# My daughter riding her first horse...



## SlickDirtyDancin (Jul 11, 2009)

That is so adorable! Looks like she has a great deal of potential with her riding!


----------



## FGRanch (Feb 9, 2008)

My goodness is she ever a cutie pie!


----------



## Beloved Killer (May 23, 2009)

Deplorable technique. Deplorable!


----------



## LeahKathleen (Mar 5, 2009)

O.O Too cute.


----------



## RedHawk (Jun 16, 2008)

She may have to work on those legs a bit ;p She is gorgeous!!!


----------



## dancehabit7 (Jul 11, 2009)

That is too cute!! She is adorable! She needs some work on her seat  .. and tell her.. do not ride in undies (or nappies).. it hurts!


----------



## lovemyponies (Jul 26, 2008)

how cute, at least she has her heels down


----------



## kitten_Val (Apr 25, 2007)

Very cute!


----------



## hotreddun (Jun 27, 2008)

Thanks everybody! Her pony was her birthday present from her Granny and Papa. I can't get her off the thing since we opened it last night. She is watching her Word World cartoon sitting on it right now.


----------



## goldilockz (Aug 1, 2008)

:lol: TOO cute!! Good job keeping the heels down. Looks like she's ready to start working on jumping in the last pic :lol:


----------



## newhorsemom (Jun 20, 2008)

She is so cute! She is one of those kids I consider NOT good birth control!! :lol:


----------



## nldiaz66 (Jul 27, 2008)

oh my she is sooo adorable.


----------



## mom2pride (May 5, 2009)

Awwwwwww...WAY too much cuteness there!!!


----------



## 3neighs (Jul 15, 2008)

Too precious! Is she really a year old already? I miss that age...


----------



## G and K's Mom (Jan 11, 2008)

Great pictures, what a happy little girl.

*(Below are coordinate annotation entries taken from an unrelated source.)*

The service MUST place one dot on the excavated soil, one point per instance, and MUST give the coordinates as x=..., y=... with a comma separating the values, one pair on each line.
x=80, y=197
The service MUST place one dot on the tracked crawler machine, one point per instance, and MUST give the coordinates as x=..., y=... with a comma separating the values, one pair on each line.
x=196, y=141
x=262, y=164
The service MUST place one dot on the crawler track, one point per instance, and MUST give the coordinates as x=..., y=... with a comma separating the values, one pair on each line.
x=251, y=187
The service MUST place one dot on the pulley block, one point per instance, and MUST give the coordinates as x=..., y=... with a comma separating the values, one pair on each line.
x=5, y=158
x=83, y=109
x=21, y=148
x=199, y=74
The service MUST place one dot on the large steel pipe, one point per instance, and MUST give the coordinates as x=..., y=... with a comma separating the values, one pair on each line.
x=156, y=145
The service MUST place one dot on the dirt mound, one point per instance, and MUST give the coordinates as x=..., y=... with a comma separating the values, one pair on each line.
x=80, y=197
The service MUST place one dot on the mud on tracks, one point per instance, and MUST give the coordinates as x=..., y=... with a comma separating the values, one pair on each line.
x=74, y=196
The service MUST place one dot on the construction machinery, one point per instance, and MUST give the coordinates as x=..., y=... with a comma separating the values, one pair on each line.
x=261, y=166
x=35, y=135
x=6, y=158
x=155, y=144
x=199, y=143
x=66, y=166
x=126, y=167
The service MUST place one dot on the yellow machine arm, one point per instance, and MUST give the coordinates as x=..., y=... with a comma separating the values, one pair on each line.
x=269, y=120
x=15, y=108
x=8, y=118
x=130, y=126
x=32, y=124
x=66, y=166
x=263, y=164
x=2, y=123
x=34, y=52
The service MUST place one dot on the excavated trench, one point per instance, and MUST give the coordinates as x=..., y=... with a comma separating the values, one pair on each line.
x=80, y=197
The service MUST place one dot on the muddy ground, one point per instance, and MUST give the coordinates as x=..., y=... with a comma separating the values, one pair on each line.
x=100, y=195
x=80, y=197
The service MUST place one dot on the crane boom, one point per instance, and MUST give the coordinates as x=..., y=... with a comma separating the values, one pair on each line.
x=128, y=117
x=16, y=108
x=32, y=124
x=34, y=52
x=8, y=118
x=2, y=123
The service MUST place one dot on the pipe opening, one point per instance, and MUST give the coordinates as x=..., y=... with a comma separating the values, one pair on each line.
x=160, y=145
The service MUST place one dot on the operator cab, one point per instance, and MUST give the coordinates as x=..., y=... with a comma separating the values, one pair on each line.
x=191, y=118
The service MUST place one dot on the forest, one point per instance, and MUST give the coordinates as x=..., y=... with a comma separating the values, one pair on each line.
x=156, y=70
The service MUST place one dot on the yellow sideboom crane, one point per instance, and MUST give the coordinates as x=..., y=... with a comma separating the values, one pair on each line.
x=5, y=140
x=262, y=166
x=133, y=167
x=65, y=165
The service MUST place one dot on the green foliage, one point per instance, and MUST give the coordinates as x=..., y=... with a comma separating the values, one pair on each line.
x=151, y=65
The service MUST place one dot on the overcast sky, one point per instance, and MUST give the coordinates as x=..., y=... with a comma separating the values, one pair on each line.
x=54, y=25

OTT: 3neighs I love your avatar!!


----------



## DarkEquine (Aug 29, 2008)

Awww, she's going to be an excellent rider one day!! She's already hooked!


----------



## hotreddun (Jun 27, 2008)

3neighs said:


> Too precious! Is she really a year old already? I miss that age...


She'll be a year old on the 24th! It goes by so fast.


----------



## 3neighs (Jul 15, 2008)

> She'll be a year old on the 24th! It goes by so fast.:grin:


Wow! It sure does go fast and once they start school it seems to go faster.



> OTT: 3neighs I love your avatar!!


Thanks! Unfortunately, she'd rather read about them than ride them.


----------



## kchfuller (Feb 1, 2008)

omg you have a little jockey in the making!


----------



## Vidaloco (Sep 14, 2007)

Sweet as angel kisses! Is she going to be a blond or maybe strawberry blond?


----------



## hotreddun (Jun 27, 2008)

Vidaloco said:


> Sweet as angle kisses! Is she going to be a blond or maybe strawberry blond?


Well she's definitely blonde right now...but we don't know if she is going to keep it. I had platinum blond when I was little and its darkened to a very dirty blonde. My husband says he was blond until 5 or 6ish and he now has dark brown hair. Blond and blue eyes...her daddy is in for it when she turns 16!


----------